The choice of endoscopic treatment was based on the great benefits reported by the international literature during the last years [28-38]: minimal invasiveness, reduced postoperative recovery period, and minimal psychological impact on patient, surgical outcomes, and complication rate similar to those of the classic microscopic technique.

In this case, a patient with a delicate endocrinological balance underwent 2 surgical procedures in few hours: use of endoscopic minimally invasive technique reduced the consequences of this particular surgical stress. Reduced recovery days and early ability in taking care of the newborn also resulted in the patient's more positive psychological reaction to her own disease.

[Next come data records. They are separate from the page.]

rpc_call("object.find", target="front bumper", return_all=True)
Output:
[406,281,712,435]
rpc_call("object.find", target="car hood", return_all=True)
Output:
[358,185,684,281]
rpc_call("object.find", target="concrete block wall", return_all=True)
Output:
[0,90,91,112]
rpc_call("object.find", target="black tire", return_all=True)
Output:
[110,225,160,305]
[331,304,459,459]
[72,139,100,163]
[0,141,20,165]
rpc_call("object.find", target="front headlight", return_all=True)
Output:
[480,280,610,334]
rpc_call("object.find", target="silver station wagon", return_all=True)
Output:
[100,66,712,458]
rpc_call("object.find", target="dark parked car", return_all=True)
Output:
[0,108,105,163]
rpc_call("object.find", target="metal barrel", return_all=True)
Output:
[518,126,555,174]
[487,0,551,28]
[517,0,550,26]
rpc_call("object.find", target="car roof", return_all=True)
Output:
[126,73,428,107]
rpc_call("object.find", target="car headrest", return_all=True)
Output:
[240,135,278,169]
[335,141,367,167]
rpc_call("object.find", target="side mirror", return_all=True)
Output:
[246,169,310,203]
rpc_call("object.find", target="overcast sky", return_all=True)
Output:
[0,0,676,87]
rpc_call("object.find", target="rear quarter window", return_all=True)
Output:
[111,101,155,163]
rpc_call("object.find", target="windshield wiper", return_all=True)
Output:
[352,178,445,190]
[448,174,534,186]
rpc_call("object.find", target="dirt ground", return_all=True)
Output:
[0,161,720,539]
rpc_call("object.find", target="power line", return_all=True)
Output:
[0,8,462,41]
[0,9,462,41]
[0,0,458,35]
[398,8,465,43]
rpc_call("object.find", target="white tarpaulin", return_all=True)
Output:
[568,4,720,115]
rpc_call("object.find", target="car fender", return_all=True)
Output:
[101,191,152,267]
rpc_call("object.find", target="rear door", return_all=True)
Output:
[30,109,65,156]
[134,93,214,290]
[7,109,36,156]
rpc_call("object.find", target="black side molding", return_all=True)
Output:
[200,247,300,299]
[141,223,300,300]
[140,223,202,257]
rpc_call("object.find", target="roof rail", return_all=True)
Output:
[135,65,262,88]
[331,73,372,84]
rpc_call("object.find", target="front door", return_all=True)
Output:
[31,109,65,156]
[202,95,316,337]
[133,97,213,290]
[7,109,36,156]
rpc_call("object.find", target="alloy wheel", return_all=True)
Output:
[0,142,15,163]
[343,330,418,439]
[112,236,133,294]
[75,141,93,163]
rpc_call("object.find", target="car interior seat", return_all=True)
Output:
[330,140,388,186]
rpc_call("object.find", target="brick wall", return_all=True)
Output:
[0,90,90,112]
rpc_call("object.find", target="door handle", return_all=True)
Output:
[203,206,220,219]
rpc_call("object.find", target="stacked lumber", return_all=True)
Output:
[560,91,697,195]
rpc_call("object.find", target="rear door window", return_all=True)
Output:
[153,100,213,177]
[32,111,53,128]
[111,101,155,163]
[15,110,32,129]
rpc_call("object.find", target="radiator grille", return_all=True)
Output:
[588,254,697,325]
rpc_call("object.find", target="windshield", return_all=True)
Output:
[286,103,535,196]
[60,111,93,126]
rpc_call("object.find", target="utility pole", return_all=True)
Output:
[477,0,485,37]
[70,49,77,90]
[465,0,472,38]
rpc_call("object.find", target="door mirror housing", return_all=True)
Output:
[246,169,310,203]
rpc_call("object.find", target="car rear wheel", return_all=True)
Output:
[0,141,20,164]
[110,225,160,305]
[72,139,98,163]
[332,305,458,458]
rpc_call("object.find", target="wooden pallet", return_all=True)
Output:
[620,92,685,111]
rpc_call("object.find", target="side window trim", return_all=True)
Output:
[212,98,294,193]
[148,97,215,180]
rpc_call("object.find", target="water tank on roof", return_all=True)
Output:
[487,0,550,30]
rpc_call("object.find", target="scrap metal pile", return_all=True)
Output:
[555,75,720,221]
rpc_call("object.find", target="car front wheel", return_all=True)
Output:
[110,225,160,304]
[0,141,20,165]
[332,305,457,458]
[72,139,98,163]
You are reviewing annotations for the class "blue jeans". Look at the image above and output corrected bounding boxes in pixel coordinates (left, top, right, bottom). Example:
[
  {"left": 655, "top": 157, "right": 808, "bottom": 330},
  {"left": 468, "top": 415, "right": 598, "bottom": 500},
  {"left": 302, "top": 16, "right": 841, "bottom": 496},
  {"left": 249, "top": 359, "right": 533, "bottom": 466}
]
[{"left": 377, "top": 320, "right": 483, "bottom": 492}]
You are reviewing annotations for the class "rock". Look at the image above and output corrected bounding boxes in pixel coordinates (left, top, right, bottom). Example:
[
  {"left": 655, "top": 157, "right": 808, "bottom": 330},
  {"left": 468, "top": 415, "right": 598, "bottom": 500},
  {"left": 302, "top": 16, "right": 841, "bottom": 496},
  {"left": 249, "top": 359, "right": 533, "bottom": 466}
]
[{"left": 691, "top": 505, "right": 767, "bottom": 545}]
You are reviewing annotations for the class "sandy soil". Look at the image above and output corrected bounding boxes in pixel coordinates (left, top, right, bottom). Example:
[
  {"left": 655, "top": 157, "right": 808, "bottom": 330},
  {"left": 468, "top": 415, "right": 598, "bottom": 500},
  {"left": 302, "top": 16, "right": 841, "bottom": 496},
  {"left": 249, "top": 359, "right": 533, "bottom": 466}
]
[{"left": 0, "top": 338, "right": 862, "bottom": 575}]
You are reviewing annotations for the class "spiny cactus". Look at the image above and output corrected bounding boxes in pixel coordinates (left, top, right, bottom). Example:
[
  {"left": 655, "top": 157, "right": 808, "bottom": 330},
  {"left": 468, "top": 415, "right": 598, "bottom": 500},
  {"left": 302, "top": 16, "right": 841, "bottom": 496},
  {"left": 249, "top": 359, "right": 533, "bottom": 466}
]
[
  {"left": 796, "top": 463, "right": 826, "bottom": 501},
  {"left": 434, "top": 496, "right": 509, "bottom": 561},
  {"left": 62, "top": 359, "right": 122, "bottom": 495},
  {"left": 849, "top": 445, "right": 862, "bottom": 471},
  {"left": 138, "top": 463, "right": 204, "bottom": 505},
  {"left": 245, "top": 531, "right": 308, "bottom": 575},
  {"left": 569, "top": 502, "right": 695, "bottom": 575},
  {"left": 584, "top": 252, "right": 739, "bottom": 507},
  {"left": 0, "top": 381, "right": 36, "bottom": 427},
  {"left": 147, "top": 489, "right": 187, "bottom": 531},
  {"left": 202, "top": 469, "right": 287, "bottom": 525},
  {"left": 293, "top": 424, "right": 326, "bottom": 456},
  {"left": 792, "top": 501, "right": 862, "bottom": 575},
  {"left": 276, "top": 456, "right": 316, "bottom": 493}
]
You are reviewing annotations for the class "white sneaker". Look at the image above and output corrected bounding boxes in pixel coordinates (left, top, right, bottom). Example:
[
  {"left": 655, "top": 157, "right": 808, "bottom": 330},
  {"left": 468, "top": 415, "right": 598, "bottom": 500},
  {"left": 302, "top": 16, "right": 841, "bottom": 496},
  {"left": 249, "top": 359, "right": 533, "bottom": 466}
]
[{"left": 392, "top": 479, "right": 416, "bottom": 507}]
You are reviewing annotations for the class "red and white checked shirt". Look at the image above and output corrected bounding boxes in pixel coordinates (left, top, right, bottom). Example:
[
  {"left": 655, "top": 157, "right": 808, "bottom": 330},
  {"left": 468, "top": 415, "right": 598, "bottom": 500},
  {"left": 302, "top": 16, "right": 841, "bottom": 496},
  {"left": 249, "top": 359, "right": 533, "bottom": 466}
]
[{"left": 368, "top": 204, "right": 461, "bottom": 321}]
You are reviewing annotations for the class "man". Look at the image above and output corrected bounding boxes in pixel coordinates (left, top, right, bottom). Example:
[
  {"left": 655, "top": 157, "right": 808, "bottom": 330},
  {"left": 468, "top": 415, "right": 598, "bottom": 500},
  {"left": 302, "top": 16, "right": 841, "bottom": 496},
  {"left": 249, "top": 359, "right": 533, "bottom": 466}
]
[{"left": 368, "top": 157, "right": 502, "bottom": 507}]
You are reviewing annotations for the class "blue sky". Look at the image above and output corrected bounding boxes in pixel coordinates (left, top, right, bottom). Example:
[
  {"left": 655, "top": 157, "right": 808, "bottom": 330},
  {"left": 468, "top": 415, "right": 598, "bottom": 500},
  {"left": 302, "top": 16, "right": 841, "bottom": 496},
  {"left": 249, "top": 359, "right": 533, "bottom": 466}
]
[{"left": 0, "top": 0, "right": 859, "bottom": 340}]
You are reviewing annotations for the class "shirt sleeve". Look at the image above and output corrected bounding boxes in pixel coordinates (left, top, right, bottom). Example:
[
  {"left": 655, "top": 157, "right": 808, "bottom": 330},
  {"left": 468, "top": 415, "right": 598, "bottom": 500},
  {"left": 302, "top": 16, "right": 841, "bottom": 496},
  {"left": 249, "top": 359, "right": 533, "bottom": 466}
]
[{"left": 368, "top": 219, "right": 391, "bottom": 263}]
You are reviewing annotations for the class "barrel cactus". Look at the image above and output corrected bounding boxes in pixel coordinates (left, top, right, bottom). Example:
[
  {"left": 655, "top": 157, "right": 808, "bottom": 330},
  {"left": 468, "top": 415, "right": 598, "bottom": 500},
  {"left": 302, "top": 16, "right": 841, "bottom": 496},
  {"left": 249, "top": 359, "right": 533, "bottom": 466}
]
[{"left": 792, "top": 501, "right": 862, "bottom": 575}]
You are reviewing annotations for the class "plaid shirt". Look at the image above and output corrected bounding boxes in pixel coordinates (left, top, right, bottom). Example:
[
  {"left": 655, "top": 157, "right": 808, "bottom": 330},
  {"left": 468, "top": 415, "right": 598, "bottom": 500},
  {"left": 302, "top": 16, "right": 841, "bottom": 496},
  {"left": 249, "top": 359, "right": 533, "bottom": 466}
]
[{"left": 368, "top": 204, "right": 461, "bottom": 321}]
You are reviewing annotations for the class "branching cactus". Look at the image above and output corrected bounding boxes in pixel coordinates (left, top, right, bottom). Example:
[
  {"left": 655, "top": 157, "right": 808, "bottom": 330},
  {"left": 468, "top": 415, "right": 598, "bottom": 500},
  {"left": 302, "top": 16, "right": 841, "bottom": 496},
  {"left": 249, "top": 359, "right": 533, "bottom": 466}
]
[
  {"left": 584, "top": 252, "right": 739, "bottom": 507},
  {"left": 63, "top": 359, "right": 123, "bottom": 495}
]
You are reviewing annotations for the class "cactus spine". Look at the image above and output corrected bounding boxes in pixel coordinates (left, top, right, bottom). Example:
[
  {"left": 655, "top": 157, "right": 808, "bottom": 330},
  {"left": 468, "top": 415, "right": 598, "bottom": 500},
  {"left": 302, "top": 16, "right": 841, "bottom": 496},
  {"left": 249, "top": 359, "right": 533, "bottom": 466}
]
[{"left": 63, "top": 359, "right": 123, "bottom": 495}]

In our opinion, this case represents another excellent demonstration of the versatility of the endoscopic technique, which can be used in complex clinical conditions and considered a gold standard in the surgery of the sellar and paraphrase regions.

The role of the various specialists remains important during follow-up of the patient: the ENT surgeon endoscopically checks for good repair of the wound; the neuroradiologist carries out the necessary radiological postoperative scans (CT in the early postoperative period and MRI 3 months later); the endocrinologist checks the hormonal balance and sets adequate hormone replacement; the ophthalmologist carries out field examinations in the postoperative period. Therefore, the collaboration remains critical among these different medical figures during follow-up.

4. Conclusion

We report what, to the best of our knowledge, is the first case in the literature in which two rare features of craniopharyngiomas overlapped at the onset; such synergistic coexistence created a clinical condition difficult to diagnose and manage.

In this particular situation, once diagnosis of sellar lesion had been obtained, all medical and surgical treatments undertaken were found to be necessary and, in particular, endoscopic minimally invasive surgery was considered the first choice. In our opinion this technique represents the gold standard in surgical approach to sellar and parasellar regions and is indispensable in cases like the reported one.

Rare and difficult cases, created by the overlapping of different clinical conditions, need multidisciplinary management, with collaboration and cooperation between many medical specialists: careful preoperative planning, minimally invasive surgery with less possible complications, and adequate follow-up are obtained only with close support and collaboration among all specialists involved.